How to Fish Surface Action

Know what to do when big fish blow up on the surface.
Ben Knaggs
Baitballs, bust-ups, boil-ups -- call them what you will. Nothing gets an angler's blood pumping like the sight of a big school of fish actively feeding on the surface. Game fish ranging from tarpon or striped bass inshore right on up to monster tuna and billfish offshore will all bust bait on the surface. To the uninitiated, catching these surface-feeding fish seems like a foregone conclusion, but in reality getting bit can be a tougher task than it appears.
The classic scene depicts a pod of big tuna tearing into balled-up baitfish. In these situations you can get right up close and throw just about anything into the mix to hook up. But that's not always the case.
This school of small bluefin are feeding heavily but they are on the move so it will likely be very flighty. In this circumstance it's important to ascertain which direction the fish are heading and try to position the boat in front of them. That way they'll come to you and you can avoid spooking them.
It's pretty difficult to avoid the temptation to pitch a stickbait or popper into the crazy melee that is a surface bust-up. Seeing a bunch of hyped up pelagics fight over the skipping lure at full speed is unforgettable stuff!
This is what is often referred to as a "breezer," in Australia. The fish -- in this case tuna -- aren't really feeding, but the amount of fish moving along just below the surface gives their presence away. These fish are likely to be very picky and spooky, so subtle, slow fished lures and a stealthy approach will be needed to get bit.
The hardest thing about this type of fishing is getting within casting range of the feeding fish without spooking them. Approach from downwind, cut the motor just before the school is within casting range and try to anticipate the direction the school is travelling without causing the fish to sound.
Iron jigs are the number-one choice for casting to surface bust-ups. They cast a mile and pelagic fish just love running them down on a fast retrieve. Be sure to match the size of lure to the size of the bait the fish are feeding on.
Birds are your best friend when looking for surface action. The presence of a gang of gannets sitting on the surface out along the continental shelf probably means a bust-up recently took place. Definitely worth sticking around to see if the fish come back up again.
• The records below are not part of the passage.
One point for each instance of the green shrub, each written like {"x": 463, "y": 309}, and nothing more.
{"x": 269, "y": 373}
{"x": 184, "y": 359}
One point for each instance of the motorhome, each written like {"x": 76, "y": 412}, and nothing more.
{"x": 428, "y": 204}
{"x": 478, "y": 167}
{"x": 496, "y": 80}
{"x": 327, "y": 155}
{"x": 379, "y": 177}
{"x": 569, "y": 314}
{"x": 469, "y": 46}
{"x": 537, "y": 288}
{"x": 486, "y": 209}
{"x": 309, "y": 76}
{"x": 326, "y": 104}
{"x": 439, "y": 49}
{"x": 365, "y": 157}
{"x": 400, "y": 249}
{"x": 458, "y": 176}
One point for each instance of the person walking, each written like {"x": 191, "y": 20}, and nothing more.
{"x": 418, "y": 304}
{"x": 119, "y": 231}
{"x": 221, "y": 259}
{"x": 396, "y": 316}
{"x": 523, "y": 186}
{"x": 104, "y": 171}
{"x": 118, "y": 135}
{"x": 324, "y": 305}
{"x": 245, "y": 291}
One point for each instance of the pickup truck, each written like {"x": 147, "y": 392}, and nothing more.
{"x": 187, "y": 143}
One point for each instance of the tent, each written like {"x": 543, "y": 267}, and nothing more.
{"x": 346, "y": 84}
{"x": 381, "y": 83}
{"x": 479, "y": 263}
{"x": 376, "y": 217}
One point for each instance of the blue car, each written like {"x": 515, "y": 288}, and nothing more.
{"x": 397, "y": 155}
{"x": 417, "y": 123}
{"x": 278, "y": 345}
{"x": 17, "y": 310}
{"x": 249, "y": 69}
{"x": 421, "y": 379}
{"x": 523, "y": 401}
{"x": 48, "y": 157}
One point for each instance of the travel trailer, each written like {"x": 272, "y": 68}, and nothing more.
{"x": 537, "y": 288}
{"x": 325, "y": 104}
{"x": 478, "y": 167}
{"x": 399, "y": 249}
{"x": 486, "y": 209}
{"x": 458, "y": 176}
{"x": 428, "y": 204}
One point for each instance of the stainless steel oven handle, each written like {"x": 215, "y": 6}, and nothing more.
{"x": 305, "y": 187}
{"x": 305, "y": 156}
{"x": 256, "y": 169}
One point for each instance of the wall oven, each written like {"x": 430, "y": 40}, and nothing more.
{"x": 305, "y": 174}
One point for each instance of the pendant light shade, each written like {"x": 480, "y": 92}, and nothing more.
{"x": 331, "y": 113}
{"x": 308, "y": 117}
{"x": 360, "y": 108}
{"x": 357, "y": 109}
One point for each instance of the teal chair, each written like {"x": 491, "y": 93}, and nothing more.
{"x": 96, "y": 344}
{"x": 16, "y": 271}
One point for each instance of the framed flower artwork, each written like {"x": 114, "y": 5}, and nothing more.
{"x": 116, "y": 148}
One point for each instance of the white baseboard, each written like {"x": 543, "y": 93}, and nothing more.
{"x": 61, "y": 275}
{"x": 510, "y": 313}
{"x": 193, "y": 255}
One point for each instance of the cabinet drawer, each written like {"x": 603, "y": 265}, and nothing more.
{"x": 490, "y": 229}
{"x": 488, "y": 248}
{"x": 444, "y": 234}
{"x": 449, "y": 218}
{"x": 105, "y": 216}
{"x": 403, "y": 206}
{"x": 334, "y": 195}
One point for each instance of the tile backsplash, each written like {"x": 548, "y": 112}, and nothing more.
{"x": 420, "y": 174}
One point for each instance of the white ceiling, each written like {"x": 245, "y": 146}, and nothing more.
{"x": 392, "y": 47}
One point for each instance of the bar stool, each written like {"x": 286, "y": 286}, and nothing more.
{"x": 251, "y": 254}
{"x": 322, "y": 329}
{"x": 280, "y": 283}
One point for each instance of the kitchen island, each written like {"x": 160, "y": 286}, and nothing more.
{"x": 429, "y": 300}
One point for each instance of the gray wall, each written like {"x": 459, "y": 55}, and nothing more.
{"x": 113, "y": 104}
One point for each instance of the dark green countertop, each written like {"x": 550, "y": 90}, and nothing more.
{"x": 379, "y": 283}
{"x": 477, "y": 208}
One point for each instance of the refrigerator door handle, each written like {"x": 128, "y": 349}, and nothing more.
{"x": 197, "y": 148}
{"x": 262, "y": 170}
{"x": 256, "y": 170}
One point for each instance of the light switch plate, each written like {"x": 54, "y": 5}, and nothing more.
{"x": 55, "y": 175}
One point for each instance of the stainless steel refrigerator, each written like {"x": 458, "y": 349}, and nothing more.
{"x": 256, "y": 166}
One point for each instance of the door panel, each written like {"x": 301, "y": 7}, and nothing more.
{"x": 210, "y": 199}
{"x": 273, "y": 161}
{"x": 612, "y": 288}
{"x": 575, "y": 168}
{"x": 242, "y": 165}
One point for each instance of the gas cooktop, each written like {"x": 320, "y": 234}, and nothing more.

There's no reason to get right in the middle of feeding fish. The spot to be is just within casting distance. If the fish keep sounding before you can get this close, the next step is to position the boat well up-current or upwind, cut the motor and drift toward the school. Sometimes this super stealthy approach is the only way to get near enough the action to present a bait or lure.
When the busting fish are tough to trick or locked on to very small baitfish, small soft plastic baits are the go-to lure. This little yellowtail was one of a large school feeding on tiny, near translucent baitfish. Small, natural coloured soft plastic stickbaits rigged on darter jigheads were the only lures they'd look at twice. Sometimes you have to go small to match the hatch.